Passons à autre chose
En fait, avec le même effet sémantique, la langue française possédait déjà deux expressions : point final et point à la ligne. Dans les deux cas, et comme pour point barre, il s’agissait d’indiquer de façon péremptoire que l’on passait à autre chose. Et, dans les trois cas, au-delà même des expressions, le ton souligne le sens : on ne les prononce pas de façon douce, pondérée, mais au contraire de façon plutôt violente, on affirme sa force ou son autorité. Mais point final comme point à la ligne faisaient évidemment référence à un texte imprimé et avaient ainsi un sens presque visuel : lorsque l’on va à la ligne, on passe à autre chose, lorsqu’on met un point final encore plus. Et il y avait donc ainsi une sorte de gradation, point final étant plus définitif que point à la ligne, dans les deux cas par référence à l’écriture. Et point barre ? Histoire de clavier J’ai indiqué plus haut que l’on pouvait songer à une barre oblique : ./, et c’était peut-être là une erreur. Sur le clavier de nos ordinateurs, nous avons en effet à droite de la touche point virgule/point une touche deux points/slash, et c’est sans doute ce voisinage qui pousse à cette interprétation. Mais nous avons aussi sur nos claviers une barre d’espacement, au milieu de la dernière rangée. Je viens de taper un point après dernière rangée, et j’ai appuyé sur la barre en question avant d’écrire Je viens de… L’expression point barre, malgré la façon le plus souvent violente ou belliqueuse dont elle est prononcée, serait donc étymologiquement moins définitive que les deux précédentes : on ne va pas à la ligne, on ne met pas non plus un point final, on passe simplement à une autre phrase.

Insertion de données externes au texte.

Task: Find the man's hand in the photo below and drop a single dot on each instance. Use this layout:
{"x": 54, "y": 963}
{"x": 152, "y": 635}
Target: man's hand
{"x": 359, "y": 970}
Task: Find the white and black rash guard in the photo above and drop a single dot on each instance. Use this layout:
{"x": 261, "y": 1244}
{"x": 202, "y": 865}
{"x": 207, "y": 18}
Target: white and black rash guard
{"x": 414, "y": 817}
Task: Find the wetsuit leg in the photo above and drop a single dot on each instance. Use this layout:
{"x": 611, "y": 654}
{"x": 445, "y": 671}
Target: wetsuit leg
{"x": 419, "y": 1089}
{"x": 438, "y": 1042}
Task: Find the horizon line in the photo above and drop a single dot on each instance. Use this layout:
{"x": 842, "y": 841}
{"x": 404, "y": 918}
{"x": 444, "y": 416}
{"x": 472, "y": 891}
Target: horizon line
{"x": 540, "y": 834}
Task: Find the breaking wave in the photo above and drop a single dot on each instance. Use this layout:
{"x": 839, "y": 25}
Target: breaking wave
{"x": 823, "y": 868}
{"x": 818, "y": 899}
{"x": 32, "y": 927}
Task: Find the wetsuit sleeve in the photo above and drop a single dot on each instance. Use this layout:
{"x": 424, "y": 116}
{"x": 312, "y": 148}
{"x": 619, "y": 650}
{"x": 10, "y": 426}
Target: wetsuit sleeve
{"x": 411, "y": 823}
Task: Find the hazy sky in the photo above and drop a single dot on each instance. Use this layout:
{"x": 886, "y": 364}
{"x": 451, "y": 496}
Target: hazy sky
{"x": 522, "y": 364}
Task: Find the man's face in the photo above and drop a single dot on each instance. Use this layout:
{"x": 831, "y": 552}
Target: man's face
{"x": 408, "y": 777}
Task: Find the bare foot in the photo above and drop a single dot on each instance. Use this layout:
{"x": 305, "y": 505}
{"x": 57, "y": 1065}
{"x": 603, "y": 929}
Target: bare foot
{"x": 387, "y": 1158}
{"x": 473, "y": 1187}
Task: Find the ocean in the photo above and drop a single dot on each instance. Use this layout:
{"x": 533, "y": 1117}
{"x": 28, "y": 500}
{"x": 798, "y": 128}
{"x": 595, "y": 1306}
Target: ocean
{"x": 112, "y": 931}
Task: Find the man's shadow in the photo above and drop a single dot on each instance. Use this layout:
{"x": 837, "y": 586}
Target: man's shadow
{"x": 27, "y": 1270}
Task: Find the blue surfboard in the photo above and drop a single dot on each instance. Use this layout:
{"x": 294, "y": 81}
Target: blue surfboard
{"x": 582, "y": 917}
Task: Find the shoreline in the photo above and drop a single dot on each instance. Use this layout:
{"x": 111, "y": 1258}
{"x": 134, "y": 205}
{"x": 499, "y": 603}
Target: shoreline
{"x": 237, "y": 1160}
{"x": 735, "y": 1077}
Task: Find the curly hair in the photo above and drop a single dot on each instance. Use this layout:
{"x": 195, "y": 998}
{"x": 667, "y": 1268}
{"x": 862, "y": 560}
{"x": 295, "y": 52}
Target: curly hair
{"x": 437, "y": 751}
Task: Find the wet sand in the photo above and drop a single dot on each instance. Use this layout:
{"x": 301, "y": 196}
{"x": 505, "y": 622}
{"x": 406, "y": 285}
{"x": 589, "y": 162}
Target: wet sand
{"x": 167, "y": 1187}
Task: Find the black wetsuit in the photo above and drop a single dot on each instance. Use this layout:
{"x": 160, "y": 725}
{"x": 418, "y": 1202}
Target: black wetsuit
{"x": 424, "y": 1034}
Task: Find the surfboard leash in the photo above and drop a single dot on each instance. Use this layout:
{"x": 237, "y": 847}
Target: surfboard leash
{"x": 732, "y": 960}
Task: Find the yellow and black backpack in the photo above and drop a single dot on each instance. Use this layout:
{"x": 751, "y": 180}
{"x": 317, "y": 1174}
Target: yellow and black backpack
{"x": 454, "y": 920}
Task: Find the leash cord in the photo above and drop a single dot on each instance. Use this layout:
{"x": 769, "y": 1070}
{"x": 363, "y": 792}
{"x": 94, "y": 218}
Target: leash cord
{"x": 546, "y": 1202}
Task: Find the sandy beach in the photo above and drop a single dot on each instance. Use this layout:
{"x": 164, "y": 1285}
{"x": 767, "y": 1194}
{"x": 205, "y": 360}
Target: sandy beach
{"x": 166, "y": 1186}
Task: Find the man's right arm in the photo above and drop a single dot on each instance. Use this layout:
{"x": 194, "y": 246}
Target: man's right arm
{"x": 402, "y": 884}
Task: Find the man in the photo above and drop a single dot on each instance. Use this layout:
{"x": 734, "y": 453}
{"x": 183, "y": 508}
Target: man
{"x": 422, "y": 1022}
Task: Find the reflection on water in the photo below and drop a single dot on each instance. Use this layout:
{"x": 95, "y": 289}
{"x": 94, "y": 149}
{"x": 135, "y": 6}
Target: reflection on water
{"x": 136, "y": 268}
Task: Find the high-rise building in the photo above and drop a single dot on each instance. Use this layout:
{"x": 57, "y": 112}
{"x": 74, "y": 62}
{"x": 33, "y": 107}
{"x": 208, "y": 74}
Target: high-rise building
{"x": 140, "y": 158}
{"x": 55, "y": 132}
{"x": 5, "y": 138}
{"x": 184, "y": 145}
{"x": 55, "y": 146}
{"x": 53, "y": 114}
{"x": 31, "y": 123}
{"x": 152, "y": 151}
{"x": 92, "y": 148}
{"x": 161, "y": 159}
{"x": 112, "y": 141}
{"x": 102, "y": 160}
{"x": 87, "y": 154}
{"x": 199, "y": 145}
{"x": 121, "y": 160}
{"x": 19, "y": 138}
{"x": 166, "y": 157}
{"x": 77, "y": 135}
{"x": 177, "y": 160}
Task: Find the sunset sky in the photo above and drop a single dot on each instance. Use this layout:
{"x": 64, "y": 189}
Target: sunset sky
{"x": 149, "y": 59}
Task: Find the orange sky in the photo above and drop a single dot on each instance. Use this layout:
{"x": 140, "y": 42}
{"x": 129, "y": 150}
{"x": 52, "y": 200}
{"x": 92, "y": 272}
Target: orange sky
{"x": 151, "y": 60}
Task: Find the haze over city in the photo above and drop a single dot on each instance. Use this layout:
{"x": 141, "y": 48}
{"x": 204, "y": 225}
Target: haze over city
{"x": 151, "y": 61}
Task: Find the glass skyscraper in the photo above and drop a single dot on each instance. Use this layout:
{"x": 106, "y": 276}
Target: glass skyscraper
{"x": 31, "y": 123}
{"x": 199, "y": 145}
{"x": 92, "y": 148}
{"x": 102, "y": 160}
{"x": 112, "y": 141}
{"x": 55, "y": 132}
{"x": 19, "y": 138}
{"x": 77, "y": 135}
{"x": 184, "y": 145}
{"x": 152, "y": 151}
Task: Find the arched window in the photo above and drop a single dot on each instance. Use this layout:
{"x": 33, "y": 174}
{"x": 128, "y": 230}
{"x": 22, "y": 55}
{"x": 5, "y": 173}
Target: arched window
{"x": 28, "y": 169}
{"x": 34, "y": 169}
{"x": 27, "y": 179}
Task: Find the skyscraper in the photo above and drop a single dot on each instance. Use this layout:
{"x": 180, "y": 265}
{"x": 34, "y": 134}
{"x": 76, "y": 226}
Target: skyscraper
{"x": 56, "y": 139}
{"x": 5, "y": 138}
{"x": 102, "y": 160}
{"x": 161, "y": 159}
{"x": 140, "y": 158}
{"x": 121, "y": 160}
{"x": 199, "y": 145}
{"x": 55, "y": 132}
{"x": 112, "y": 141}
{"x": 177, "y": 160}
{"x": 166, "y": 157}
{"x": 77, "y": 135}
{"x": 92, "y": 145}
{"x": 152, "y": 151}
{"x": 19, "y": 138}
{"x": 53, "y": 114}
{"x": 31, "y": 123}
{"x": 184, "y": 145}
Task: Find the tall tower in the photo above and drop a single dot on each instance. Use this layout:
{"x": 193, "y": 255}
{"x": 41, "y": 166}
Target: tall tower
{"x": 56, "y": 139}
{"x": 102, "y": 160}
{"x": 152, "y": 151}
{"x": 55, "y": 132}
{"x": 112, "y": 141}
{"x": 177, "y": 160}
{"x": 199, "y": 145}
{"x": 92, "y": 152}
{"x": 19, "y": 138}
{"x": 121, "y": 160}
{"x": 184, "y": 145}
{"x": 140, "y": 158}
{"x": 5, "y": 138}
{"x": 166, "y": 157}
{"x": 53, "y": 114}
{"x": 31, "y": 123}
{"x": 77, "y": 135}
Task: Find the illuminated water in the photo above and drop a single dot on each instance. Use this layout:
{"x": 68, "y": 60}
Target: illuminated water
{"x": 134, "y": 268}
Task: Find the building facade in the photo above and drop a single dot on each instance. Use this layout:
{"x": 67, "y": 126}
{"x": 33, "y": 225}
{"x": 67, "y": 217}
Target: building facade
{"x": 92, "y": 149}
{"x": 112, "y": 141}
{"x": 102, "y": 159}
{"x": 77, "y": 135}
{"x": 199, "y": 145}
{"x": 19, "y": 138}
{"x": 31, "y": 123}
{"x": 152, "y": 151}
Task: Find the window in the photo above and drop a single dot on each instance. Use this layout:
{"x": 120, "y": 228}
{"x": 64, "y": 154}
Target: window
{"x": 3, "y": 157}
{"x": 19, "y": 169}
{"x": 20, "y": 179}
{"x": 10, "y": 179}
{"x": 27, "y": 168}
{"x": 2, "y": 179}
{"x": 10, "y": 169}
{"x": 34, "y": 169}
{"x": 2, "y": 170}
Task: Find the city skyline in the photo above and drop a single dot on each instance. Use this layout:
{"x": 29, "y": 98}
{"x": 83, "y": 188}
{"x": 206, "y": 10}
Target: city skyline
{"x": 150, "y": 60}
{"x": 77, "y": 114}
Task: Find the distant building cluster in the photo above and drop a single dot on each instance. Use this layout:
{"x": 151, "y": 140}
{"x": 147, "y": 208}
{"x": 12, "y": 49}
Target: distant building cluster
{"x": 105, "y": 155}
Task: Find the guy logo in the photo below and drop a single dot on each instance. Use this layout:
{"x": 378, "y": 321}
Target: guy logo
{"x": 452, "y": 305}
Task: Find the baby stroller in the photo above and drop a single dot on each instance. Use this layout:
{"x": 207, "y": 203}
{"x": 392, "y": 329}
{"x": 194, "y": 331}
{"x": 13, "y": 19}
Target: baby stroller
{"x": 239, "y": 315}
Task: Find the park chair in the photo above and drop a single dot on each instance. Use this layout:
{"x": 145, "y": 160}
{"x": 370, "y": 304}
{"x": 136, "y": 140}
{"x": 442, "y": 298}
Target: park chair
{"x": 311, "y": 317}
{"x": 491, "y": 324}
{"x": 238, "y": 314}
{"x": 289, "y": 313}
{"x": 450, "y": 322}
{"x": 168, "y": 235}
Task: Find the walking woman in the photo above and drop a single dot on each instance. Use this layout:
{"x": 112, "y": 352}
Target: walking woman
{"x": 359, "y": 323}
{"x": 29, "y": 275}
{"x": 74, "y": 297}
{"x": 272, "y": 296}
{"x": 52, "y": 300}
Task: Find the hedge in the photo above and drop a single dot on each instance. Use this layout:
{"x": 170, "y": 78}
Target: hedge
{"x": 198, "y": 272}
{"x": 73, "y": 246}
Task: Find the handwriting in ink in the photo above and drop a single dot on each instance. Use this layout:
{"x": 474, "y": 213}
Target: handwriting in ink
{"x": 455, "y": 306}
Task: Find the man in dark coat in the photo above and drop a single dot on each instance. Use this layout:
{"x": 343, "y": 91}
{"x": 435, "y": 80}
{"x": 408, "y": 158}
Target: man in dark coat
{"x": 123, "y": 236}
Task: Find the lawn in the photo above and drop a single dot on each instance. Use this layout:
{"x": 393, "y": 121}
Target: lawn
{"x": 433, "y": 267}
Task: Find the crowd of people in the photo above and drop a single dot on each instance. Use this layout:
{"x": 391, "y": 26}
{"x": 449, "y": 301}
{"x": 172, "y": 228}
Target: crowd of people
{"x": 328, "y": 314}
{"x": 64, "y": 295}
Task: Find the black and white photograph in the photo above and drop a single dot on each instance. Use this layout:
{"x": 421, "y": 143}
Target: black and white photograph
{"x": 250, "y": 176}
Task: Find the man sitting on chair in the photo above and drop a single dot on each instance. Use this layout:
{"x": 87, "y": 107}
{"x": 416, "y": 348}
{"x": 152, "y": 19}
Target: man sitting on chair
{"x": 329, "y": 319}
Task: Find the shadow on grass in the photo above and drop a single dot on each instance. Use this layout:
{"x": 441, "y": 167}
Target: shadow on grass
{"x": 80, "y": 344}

Cet oral qui se réfère à l’écrit
Mais ce qu’il y a d’intéressant dans les trois cas, c’est que ces expressions seraient impossibles dans des cultures de tradition orale puisqu’elles fonctionnent par référence à l’écrit. Il faut savoir lire et écrire pour les créer, pour les comprendre, il faut que la langue soit écrite pour qu’on puisse les inventer. Et il y a d’autres exemples de ce va-et-vient entre oral et écrit. Tout aussi récemment que point barre nous est venue, mais des États-Unis et non pas d’une créativité locale, une façon de marquer, gestuellement cette fois-ci, que l’on prend ses distances avec ce que l’on dit : suggérer des guillemets, en levant les deux mains et en agitant l’index et le majeur de chacune d’entre elles. Tout le monde comprend : ne prenez pas ce que je suis en train de dire au pied de la lettre (et là aussi je fais référence à l’écrit, à la lettre), je le mets « entre guillemets », ou « entre griffes » comme on dit en Afrique. Autre exemple : chaque fois que quelqu’un dit « je souligne », ou que l’on dit que quelqu’un « a souligné » quelque chose, il est fait de la même façon référence à la version écrite de la langue qui, c’est l’évidence, doit être écrite, puisque dans souligner il y a « sous la ligne ». Il serait alors amusant de faire la liste des expressions qui pourraient encore venir de cette dualité oral/écrit. J’en vois une, que je vous propose : les deux points. Je viens d’écrire « : les deux points », et j’ai encodé deux fois la même chose : d’une part, un symbole graphique (comme le point, ou les guillemets) et deux points d’autre part, en toutes lettres. Or les deux points précèdent en général une explication. Je m’explique :…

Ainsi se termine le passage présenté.